Interview mit Antisemitismus-Experte - "Das antisemitische Grundrauschen nimmt zu"

Fr 01.12.23 | 07:54 Uhr
Archivbild: Studenten protestieren unter dem Motto "Decolonise Universities - Students United For A Free Palestine!" auf dem Steinplatz vor der UdK Berlin (Universität der Künste). (Quelle: dpa/Ender)
Bild: dpa/Ender

Seit den Terrorangriffen der Hamas auf Israel nehmen antisemitische Vorfälle in Deutschland zu. Auch an der Universität der Künste in Berlin wurden bei einer Demo einschlägige Symbole verwendet. Der Antisemitismus-Experte Lorenz Blumenthaler ordnet die aktuelle Situation ein.
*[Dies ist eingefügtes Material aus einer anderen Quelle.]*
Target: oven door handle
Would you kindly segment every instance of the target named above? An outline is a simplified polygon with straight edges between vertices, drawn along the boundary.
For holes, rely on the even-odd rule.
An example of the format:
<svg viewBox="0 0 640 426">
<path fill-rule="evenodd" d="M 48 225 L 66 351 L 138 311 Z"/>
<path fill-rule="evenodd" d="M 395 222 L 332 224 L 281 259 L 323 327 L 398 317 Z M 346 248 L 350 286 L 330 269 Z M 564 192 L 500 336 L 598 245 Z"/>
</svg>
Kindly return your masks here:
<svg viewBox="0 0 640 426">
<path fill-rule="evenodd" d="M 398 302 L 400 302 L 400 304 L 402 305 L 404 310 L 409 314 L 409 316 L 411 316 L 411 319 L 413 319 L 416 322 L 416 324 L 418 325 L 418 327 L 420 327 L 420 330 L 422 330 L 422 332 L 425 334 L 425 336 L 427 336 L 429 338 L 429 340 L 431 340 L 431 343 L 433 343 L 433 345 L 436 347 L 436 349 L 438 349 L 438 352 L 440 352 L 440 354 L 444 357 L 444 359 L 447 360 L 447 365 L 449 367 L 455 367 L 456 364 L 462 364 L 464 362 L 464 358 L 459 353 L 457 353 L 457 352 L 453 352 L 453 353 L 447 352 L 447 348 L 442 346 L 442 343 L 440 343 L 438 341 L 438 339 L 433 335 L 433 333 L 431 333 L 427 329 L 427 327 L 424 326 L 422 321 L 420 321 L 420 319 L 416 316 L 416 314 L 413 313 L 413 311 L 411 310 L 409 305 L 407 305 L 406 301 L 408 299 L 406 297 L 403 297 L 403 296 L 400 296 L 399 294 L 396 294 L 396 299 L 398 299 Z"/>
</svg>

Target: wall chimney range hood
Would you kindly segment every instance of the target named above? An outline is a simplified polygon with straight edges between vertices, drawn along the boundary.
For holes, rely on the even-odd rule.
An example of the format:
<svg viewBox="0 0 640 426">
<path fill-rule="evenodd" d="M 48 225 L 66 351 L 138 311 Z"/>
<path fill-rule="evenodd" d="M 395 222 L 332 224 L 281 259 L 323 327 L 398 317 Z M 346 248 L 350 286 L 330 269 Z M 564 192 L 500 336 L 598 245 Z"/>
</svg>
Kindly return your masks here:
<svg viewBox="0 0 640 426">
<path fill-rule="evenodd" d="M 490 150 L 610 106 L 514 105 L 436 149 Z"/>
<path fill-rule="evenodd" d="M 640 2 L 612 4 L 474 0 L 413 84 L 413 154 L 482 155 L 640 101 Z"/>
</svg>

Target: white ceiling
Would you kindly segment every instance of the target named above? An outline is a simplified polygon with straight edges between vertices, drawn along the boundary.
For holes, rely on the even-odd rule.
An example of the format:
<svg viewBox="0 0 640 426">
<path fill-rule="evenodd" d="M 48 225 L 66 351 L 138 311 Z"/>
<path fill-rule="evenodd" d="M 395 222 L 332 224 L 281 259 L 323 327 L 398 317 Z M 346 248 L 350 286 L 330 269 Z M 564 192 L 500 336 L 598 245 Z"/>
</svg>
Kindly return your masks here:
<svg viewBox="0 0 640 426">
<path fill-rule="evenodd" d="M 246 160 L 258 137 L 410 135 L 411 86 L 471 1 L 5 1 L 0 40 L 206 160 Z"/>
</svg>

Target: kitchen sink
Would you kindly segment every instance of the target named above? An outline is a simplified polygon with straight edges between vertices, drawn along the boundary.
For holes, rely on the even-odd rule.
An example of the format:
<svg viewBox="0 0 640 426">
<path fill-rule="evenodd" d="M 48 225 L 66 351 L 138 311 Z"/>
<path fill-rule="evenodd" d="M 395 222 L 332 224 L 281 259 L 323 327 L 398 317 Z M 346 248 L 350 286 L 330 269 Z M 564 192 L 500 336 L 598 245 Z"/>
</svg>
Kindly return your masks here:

rbb|24: Herr Blumenthaler, bei einer pro-palästinensischen Protestaktion in der Universität der Künste Mitte November hielten Demonstrant:innen mit blutroter Farbe beschmierte Handflächen in die Höhe [faz.net]. Offiziell, um damit auf die getöteten Zivilisten in Gaza aufmerksam zu machen. Kritiker der Aktion, beispielsweise andere Studierende an der UdK, wenden ein, dass diese Symbolik klar antisemitisch konnotiert ist [zeit.de]. Was ist der Hintergrund dieser Symbolik?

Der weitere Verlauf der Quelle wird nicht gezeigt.